Chansons

[Chronique] « Dans la peau » de Camelia Jordana

[Chronique] « Dans la peau » de Camelia Jordana

23 octobre 2014 | PAR Jean-Christophe Mary

En 2009, la révélation du tremplin télévisuel « La Nouvelle Star » fait déjà figure d’ovni avec sa voix singulière sur le « What a Wonderful World » de Louis Armstrong. Après un premier album éponyme paru en 2010, Camelia Jordana revient ces jours ci sur le devant de la scène et devrait s’imposer un peu plus dans le paysage grâce à l’excellence de ces nouvelles chansons.

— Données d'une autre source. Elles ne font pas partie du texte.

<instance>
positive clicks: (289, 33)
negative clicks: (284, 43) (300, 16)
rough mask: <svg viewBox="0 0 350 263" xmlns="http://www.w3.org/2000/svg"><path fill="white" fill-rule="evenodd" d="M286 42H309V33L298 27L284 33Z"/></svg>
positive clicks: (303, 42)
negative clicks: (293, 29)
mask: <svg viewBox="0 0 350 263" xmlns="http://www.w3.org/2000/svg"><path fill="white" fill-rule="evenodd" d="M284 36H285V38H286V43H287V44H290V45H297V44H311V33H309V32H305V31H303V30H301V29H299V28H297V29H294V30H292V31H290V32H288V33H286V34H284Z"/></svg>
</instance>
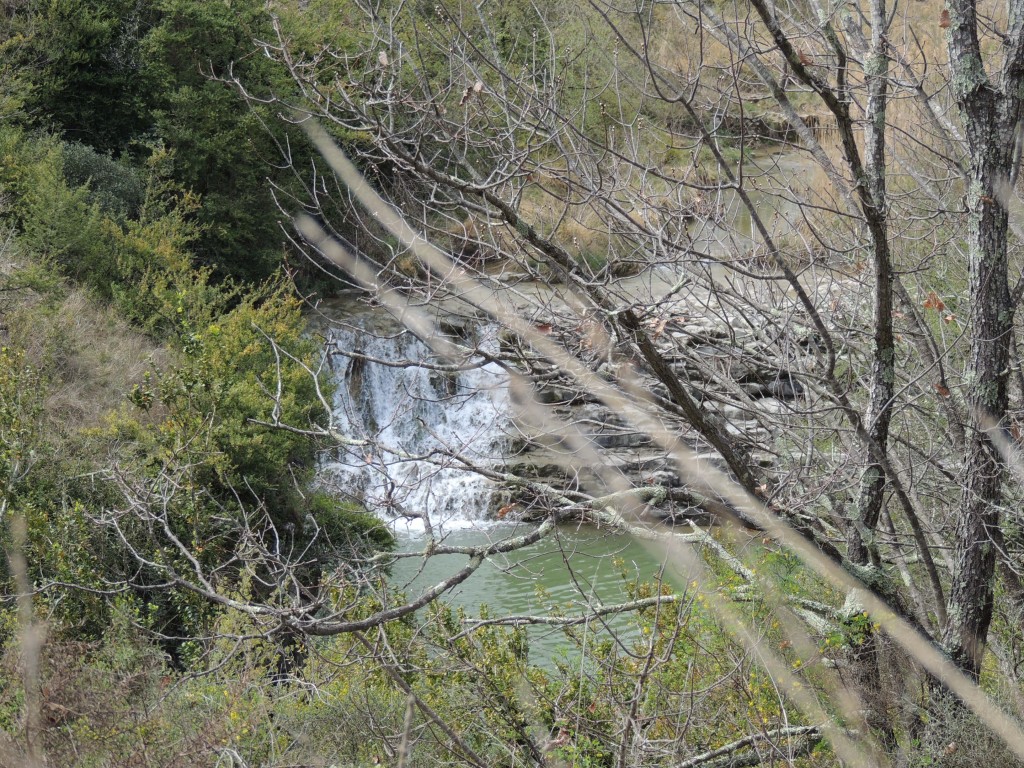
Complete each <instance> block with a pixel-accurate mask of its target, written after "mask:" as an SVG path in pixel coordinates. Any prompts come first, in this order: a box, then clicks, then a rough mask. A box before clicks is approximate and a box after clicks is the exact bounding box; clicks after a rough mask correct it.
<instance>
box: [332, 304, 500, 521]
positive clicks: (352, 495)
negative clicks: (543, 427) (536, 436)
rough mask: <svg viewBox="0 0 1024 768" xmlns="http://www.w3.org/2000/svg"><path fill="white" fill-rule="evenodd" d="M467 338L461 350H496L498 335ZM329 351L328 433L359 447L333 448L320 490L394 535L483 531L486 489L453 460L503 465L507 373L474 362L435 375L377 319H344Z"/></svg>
mask: <svg viewBox="0 0 1024 768" xmlns="http://www.w3.org/2000/svg"><path fill="white" fill-rule="evenodd" d="M460 331H461V329H460ZM466 333H467V334H468V335H470V336H471V337H472V338H471V339H469V340H464V342H463V343H465V344H466V345H467V346H476V347H478V348H481V349H489V348H492V347H496V346H497V343H498V342H497V328H496V327H488V326H486V325H480V326H478V327H476V328H471V329H468V330H467V331H466ZM329 344H330V347H329V348H330V349H331V351H332V368H333V370H334V376H335V378H336V380H337V382H338V388H337V392H336V394H335V402H334V419H335V426H336V427H337V429H338V430H339V431H340V432H341V433H342V434H344V435H346V436H347V437H349V438H350V439H353V440H360V441H362V440H365V441H367V444H365V445H351V446H346V445H343V446H341V447H339V449H338V451H337V455H336V457H335V458H334V460H332V461H329V462H326V463H325V465H324V467H323V471H322V477H323V478H324V481H325V482H326V483H327V484H329V485H330V486H332V487H333V488H334V489H335V490H336V492H337V493H339V494H341V495H344V496H348V497H350V498H354V499H355V500H357V501H359V502H361V503H362V504H364V505H366V506H367V508H368V509H370V510H372V511H373V512H376V513H377V514H379V515H380V516H382V517H383V518H385V519H387V520H389V521H392V520H393V521H394V523H393V524H394V526H395V528H396V532H401V531H406V530H408V531H409V532H411V534H416V532H422V531H424V530H425V528H426V527H427V526H428V525H429V526H430V527H431V528H432V529H433V530H434V532H436V531H437V528H443V529H445V530H451V529H454V528H460V527H472V526H478V525H480V524H482V523H484V522H485V520H486V516H487V512H488V510H489V508H490V504H492V495H493V493H494V485H493V483H492V482H489V481H488V480H486V479H484V478H482V477H481V476H480V475H479V474H476V473H474V472H471V471H467V470H466V469H465V468H464V467H465V464H464V463H463V462H461V461H459V460H457V459H456V458H455V457H456V456H461V457H462V458H464V459H466V460H468V461H470V462H472V463H474V464H476V465H479V466H482V467H493V466H495V465H496V464H498V463H499V462H500V461H501V460H502V457H503V456H504V454H505V450H506V446H507V443H508V434H509V428H510V424H511V418H510V414H511V410H510V403H509V394H508V376H507V375H506V374H505V372H504V371H502V369H501V368H500V367H498V366H496V365H494V364H487V365H473V364H474V362H477V364H478V362H479V358H477V359H476V360H474V359H470V360H468V361H465V362H463V364H462V366H461V367H462V368H465V369H466V370H462V371H445V370H438V366H441V367H443V366H444V361H443V360H441V361H440V362H438V360H437V358H436V356H435V355H434V354H433V353H432V352H431V350H430V349H429V347H428V346H427V345H426V344H424V343H423V342H422V341H420V340H419V339H417V338H416V337H415V336H414V335H413V334H412V333H410V332H409V331H406V330H404V329H402V328H401V327H400V326H398V325H397V324H395V323H394V322H393V321H390V318H383V317H382V316H381V314H380V313H379V312H367V313H364V314H361V315H356V316H354V317H350V318H349V319H348V324H347V326H346V327H345V328H342V329H335V330H334V331H332V333H331V336H330V339H329ZM349 351H351V352H354V353H356V354H354V355H352V356H349V355H348V354H346V353H347V352H349ZM375 360H379V361H375ZM417 364H421V365H417Z"/></svg>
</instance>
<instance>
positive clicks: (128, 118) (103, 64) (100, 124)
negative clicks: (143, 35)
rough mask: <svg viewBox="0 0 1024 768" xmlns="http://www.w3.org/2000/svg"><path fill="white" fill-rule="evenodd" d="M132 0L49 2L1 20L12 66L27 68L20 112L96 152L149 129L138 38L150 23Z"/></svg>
mask: <svg viewBox="0 0 1024 768" xmlns="http://www.w3.org/2000/svg"><path fill="white" fill-rule="evenodd" d="M145 7H146V6H145V5H144V4H142V5H140V4H138V3H136V2H134V0H51V1H50V2H47V3H39V4H36V5H35V7H34V8H33V12H30V13H26V14H19V15H14V16H12V17H9V18H8V19H6V22H5V26H6V31H7V36H8V41H9V42H8V51H9V53H10V55H11V57H12V59H13V61H14V62H15V66H17V67H20V68H27V69H28V70H29V72H31V80H32V87H31V89H30V90H29V91H28V93H27V95H26V97H25V99H24V101H25V112H26V113H27V114H29V115H31V116H32V119H33V121H34V122H35V123H36V124H37V125H41V126H43V127H51V128H54V129H56V130H57V131H58V132H59V133H60V134H61V135H62V136H63V137H66V138H68V139H69V140H72V141H80V142H84V143H87V144H89V145H90V146H93V147H95V148H97V150H99V151H100V152H118V151H121V150H123V148H124V147H126V146H127V145H128V143H129V142H130V141H131V140H132V139H133V138H135V137H137V136H140V135H141V134H143V133H144V132H145V131H146V130H147V128H148V116H147V109H146V98H147V95H148V93H150V88H148V87H147V86H148V84H147V83H146V82H145V79H144V78H143V77H142V76H141V72H140V61H139V57H138V50H137V46H138V39H139V35H140V33H141V31H142V29H143V28H144V27H145V25H146V24H147V18H146V16H145Z"/></svg>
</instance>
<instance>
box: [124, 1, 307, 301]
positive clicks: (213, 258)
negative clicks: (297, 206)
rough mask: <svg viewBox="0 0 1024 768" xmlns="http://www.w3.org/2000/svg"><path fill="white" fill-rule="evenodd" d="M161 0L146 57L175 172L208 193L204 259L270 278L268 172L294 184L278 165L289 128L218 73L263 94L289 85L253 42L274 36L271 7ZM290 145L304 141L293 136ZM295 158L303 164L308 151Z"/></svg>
mask: <svg viewBox="0 0 1024 768" xmlns="http://www.w3.org/2000/svg"><path fill="white" fill-rule="evenodd" d="M156 6H157V8H158V10H159V15H160V20H159V24H157V25H155V26H154V28H153V29H152V30H151V31H150V32H148V34H147V35H146V37H145V39H144V41H143V42H142V44H141V52H140V55H141V57H142V60H143V61H144V62H145V63H144V67H145V72H146V78H147V79H148V80H150V81H151V82H152V83H153V84H154V94H155V95H154V103H153V120H154V129H155V131H156V133H157V135H159V136H160V137H161V138H162V140H163V141H164V142H165V143H166V144H167V146H168V147H169V148H170V150H172V151H173V152H174V154H175V161H174V177H175V179H176V180H177V181H178V183H180V184H181V185H182V186H183V187H184V188H187V189H190V190H193V191H194V193H196V194H198V195H199V196H200V197H201V198H202V200H203V206H202V208H201V209H200V210H199V212H198V218H199V221H200V222H201V224H202V233H201V236H200V238H199V240H198V241H197V243H196V244H195V253H196V256H197V257H198V262H199V263H200V264H202V265H206V266H209V267H210V268H212V269H213V270H214V272H215V273H216V274H218V275H223V276H227V275H229V276H233V278H237V279H240V280H244V281H259V280H264V279H266V278H267V276H269V275H270V274H271V273H272V272H273V270H274V269H275V268H276V266H278V265H279V264H280V262H281V257H282V248H281V245H280V244H281V242H282V236H281V230H280V227H279V224H278V220H279V218H280V216H279V212H278V209H276V206H275V205H274V202H273V199H272V197H271V196H270V190H269V185H268V183H267V177H268V176H272V177H273V178H274V179H275V181H276V183H279V184H283V185H285V186H286V187H287V185H288V182H289V176H288V173H287V170H286V171H285V172H276V171H275V170H274V168H275V167H279V166H280V165H281V162H282V158H281V150H280V147H279V145H278V143H276V141H278V140H282V139H284V138H285V132H284V130H283V128H282V127H281V124H280V121H278V120H276V117H275V115H274V114H273V113H272V111H271V110H269V109H267V108H261V106H254V105H251V104H248V103H246V101H244V100H243V99H242V97H241V96H240V95H239V93H237V92H236V90H234V89H233V88H232V87H231V86H230V85H229V84H225V82H220V81H218V80H215V79H212V78H214V77H220V78H231V77H236V78H239V79H240V80H241V81H242V82H244V83H245V84H246V85H247V87H250V88H255V89H256V90H257V95H259V94H261V93H262V92H264V91H267V90H269V88H270V87H271V86H273V85H276V86H283V85H284V81H282V80H281V77H280V75H279V74H278V73H276V71H275V70H274V67H273V65H272V62H271V61H270V60H269V59H268V58H267V57H266V56H264V55H259V54H258V52H257V50H256V49H255V44H254V42H253V41H254V40H270V39H272V37H273V30H272V29H271V26H270V15H269V13H268V12H267V10H266V8H265V6H264V4H263V3H262V2H253V1H251V0H247V1H245V2H234V3H208V2H200V1H198V0H161V2H159V3H157V4H156ZM290 143H291V144H292V145H293V146H294V147H296V148H299V147H301V146H302V144H303V142H302V141H301V140H297V138H296V136H294V135H292V136H291V137H290ZM295 160H296V161H297V162H301V160H302V157H301V154H300V155H299V156H296V157H295Z"/></svg>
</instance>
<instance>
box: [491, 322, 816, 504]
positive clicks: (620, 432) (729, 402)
mask: <svg viewBox="0 0 1024 768" xmlns="http://www.w3.org/2000/svg"><path fill="white" fill-rule="evenodd" d="M737 325H738V324H737ZM539 326H540V327H543V328H544V329H545V330H546V332H547V333H548V334H549V335H550V336H552V337H553V339H554V340H555V341H557V342H558V343H559V345H560V346H562V348H564V349H568V350H571V351H572V353H573V354H574V356H575V357H577V358H578V359H579V360H581V361H582V362H584V364H585V365H586V366H587V367H588V368H589V369H590V370H591V371H593V372H594V373H596V374H597V375H598V376H600V377H601V378H603V379H605V380H607V381H609V382H616V383H618V384H625V383H627V382H629V387H628V388H629V389H630V390H631V391H634V392H637V393H646V394H644V395H643V396H646V397H650V398H652V399H654V400H657V399H660V400H663V401H666V402H669V403H670V406H671V395H670V392H669V388H668V387H667V386H666V384H665V383H664V382H663V381H658V380H657V379H655V377H654V376H653V374H652V373H651V372H650V371H649V370H648V369H647V368H646V367H645V366H643V365H642V362H640V361H639V360H638V358H637V356H636V355H635V354H634V353H633V350H632V349H631V348H630V347H629V345H628V344H626V343H623V342H615V341H609V342H608V343H607V344H606V345H605V346H603V347H602V346H600V345H595V344H594V343H593V342H592V341H589V337H588V332H587V328H586V324H581V323H580V322H579V319H578V318H574V317H572V316H570V315H569V314H567V313H566V314H565V315H562V316H559V315H557V314H555V313H552V314H551V315H550V316H546V317H544V318H542V319H541V321H540V322H539ZM652 336H653V337H654V338H655V343H656V346H657V350H658V352H659V353H660V354H662V356H663V357H664V358H665V359H666V361H668V362H669V365H670V367H671V370H672V372H673V373H674V374H676V375H677V376H678V380H679V382H681V383H682V384H683V385H684V387H685V388H686V390H687V392H688V393H689V394H690V396H691V397H692V398H693V399H694V400H695V401H696V402H698V403H699V406H700V408H701V409H702V410H705V411H706V412H707V413H708V414H709V415H711V416H713V417H715V418H718V419H720V420H721V424H722V428H723V429H724V431H725V432H726V434H728V435H730V436H732V437H733V438H735V440H736V442H737V443H739V444H740V446H741V447H742V449H743V450H744V451H745V453H746V455H748V457H749V461H750V462H751V464H752V465H753V466H754V467H755V468H756V470H757V472H758V473H759V475H761V476H764V477H765V478H766V481H770V480H771V477H772V475H773V474H774V473H775V472H776V469H775V468H776V466H777V458H778V454H777V443H778V442H779V441H780V438H781V437H782V435H783V433H784V432H785V429H786V424H787V421H788V420H790V419H792V418H793V416H794V415H795V413H796V411H797V410H798V409H800V408H801V407H802V403H803V400H804V399H805V397H806V394H807V390H806V386H805V384H804V382H803V380H802V379H803V378H804V377H805V376H807V374H808V373H809V372H812V371H813V370H814V368H815V366H816V365H817V355H816V347H815V345H814V344H813V343H810V342H806V341H805V342H804V343H802V342H801V339H800V338H799V334H786V335H785V336H784V337H783V338H773V337H772V335H771V334H769V333H763V334H758V333H755V332H754V331H750V330H746V331H743V332H740V331H737V329H736V327H735V326H732V325H730V324H728V323H727V322H723V321H721V319H719V318H705V317H698V316H692V315H685V314H682V315H680V316H673V317H670V318H669V319H667V321H658V324H657V326H656V327H655V333H653V334H652ZM505 343H506V346H507V349H506V350H504V351H509V352H511V353H512V354H513V357H518V358H519V359H520V360H521V361H522V364H523V370H524V371H528V372H529V373H530V374H531V379H532V381H534V382H535V383H534V385H532V387H531V388H530V389H529V391H525V392H518V393H517V394H516V396H514V397H513V401H514V402H517V403H518V408H517V412H516V416H515V420H514V423H515V427H516V429H517V430H518V435H517V438H516V440H515V442H516V451H515V457H514V458H513V459H511V460H510V464H511V465H512V469H513V470H514V471H515V472H516V473H518V474H520V475H524V476H528V477H531V478H536V479H540V480H544V481H546V482H549V483H551V484H554V485H555V486H556V487H562V488H565V489H568V490H584V492H586V493H588V494H592V495H603V494H609V493H613V492H615V490H620V489H623V488H625V487H637V486H645V485H660V486H663V487H665V488H667V489H668V490H669V492H670V493H668V494H667V495H666V497H665V498H664V500H662V501H660V502H659V503H656V504H647V505H646V508H645V509H644V512H645V513H646V514H650V515H653V516H655V517H658V518H662V519H668V520H673V521H678V520H690V519H696V520H699V521H708V520H710V519H712V518H713V517H714V515H715V514H716V511H717V512H718V513H721V512H722V511H723V510H722V504H721V502H719V501H717V500H715V499H714V498H712V497H710V496H708V495H707V492H706V490H705V489H703V488H701V487H700V483H699V478H698V477H697V478H694V477H693V476H692V472H688V473H686V474H687V475H689V476H684V472H683V471H681V470H680V468H679V467H677V466H675V463H674V462H673V461H672V460H670V458H669V456H668V452H667V451H666V450H665V449H664V447H663V445H664V444H666V441H665V440H658V439H655V436H652V435H650V434H647V433H646V432H645V431H643V430H640V429H638V428H637V427H635V426H634V425H632V424H630V423H628V422H627V421H626V420H625V419H624V418H623V417H622V415H621V414H618V413H615V412H614V411H612V410H611V409H609V408H608V407H607V406H605V404H604V403H602V402H600V401H598V400H597V399H596V398H595V397H594V396H593V395H591V394H589V393H587V392H584V391H581V389H580V388H579V387H578V386H575V384H574V383H573V382H572V381H569V380H568V379H567V378H566V377H564V376H563V375H561V374H560V373H559V372H558V370H557V369H556V368H555V367H554V366H552V365H549V364H547V362H545V361H543V360H540V361H539V360H537V359H536V357H535V356H534V355H532V354H531V351H530V350H529V349H528V348H525V349H524V348H522V347H517V345H516V340H515V339H506V340H505ZM639 396H641V395H640V394H638V397H639ZM530 402H534V403H542V404H543V406H544V408H543V409H535V408H528V407H527V406H528V403H530ZM656 412H657V414H658V418H659V419H660V420H662V422H663V425H664V433H663V436H664V437H667V438H669V439H670V440H671V439H676V438H682V439H683V440H684V442H685V443H686V444H687V445H688V446H689V447H691V449H692V450H693V451H694V452H695V455H696V457H697V458H698V459H699V461H700V462H705V463H707V464H710V465H712V466H714V467H715V468H717V469H719V470H721V471H723V472H727V467H726V466H725V463H724V461H722V459H721V457H720V456H719V455H718V454H717V453H716V452H715V451H714V450H712V447H711V446H710V445H709V444H707V442H706V441H705V440H703V439H702V438H701V437H700V436H699V435H698V434H696V433H695V431H694V430H693V429H692V428H691V427H690V426H689V425H688V424H687V423H686V422H685V421H684V420H683V419H682V418H677V417H674V416H672V414H671V408H670V409H669V410H667V409H665V408H658V409H656Z"/></svg>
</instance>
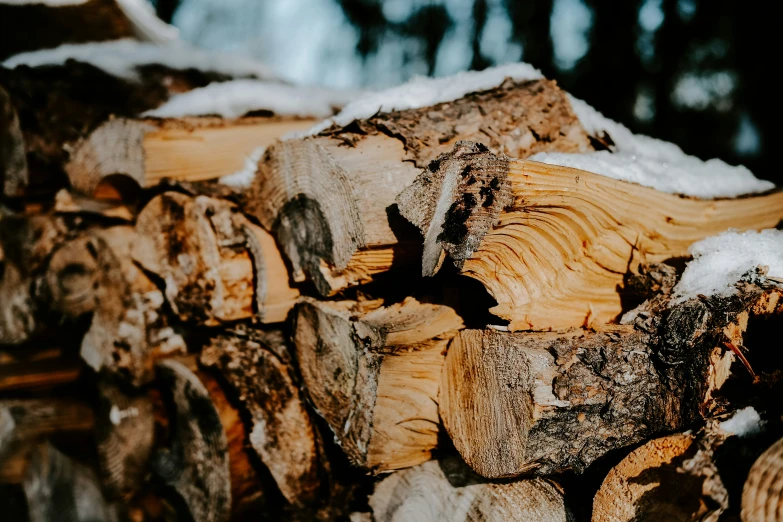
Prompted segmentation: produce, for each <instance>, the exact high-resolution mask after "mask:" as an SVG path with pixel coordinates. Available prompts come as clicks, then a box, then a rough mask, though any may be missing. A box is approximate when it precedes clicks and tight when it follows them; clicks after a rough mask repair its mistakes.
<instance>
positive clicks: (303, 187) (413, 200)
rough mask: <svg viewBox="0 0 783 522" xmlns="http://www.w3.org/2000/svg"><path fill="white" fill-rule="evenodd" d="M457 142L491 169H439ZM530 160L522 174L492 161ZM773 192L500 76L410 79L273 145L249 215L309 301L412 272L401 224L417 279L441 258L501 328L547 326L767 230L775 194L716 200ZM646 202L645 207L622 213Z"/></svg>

Autant dire que cet album fait figure de soleil printanier au milieu de la production grisâtre entre pop bricolée et techno sombre des gens de sa génération. La jeune femme âgée aujourd’hui de 22 ans est folle amoureuse de mots, de sons et cela se sent. A l’évidence, on la sent obsédée par la magie, l’émotion que procure l’écoute d’une chanson, tout autant que le son ou le concept même d’un album. Sur des accords d’accord d’orgue et de délicats pizzicatos de cordes, l’album débute l’émouvante déclaration d’amour « Comment lui dire » et se conclue en douceur acoustique sur le mélancolique « Berlin ». On l’a vite compris : la chanteuse s’est envolée vers un autre monde musical. Exit les titres twist léger et néo yéyé des débuts, on découvre un répertoire plus mûr, plus abouti, où se mêlent spleen jazzy de chanson electro réaliste et de fanfare pop. Produit par Babx, cet album révèle des titres élégants et racés, des compositions mâtinées d’orgue, guitare jazz, de cordes, cuivres et autres instruments de fanfare qui dérouteront à coup sûr les fans du premier album. Mais au fil des écoutes, on pousse les portes de ces chansons exigeantes avec un bonheur non feint. Les arrangements sont en prises directe avec la réalité comme ce titre a cappella (« j’aime l’orage »), les tonlaites peuvent être parfois inquiétantes (« A l’aveuglette ») voire introspectives (« Ma Gueule ») mais finissent par éclater en couleur sur le jazzy (« Dans la peau »). De bout en bout, ce timbre de voix unique est toujours aussi enfantin et fascinant. Autre changement, Camelia signe les textes et c’est la deuxième bonne surprise: les mots  se fondent parfaitement aux mélodies avec une certaine pudeur qui caractérise l’univers décalée romantique de l’artiste. Si l’univers et le ton sont plus mélancoliques, soulignons que deux titres nous remontent à la surface comme deux bonnes bouffées d’oxygène. D’abord « Dans la peau » et « la Fuite », comptines littéralement envoûtantes avec leurs basses ondulantes, l’ orgue sautillant, leurs cordes obsédantes qui viennent en contrepoint. Bref ce nouvel essai est une réussite et confirme tout le bien que l’on pensait déjà d’elle.

Déjà dans les bacs, chez Sonny depuis le 15 septembre, Camelia Jordana sera en concert le 15 DECEMBRE au Bataclan. 50 bd Voltaire, 11 e. Tél. 01 43 14 35 35.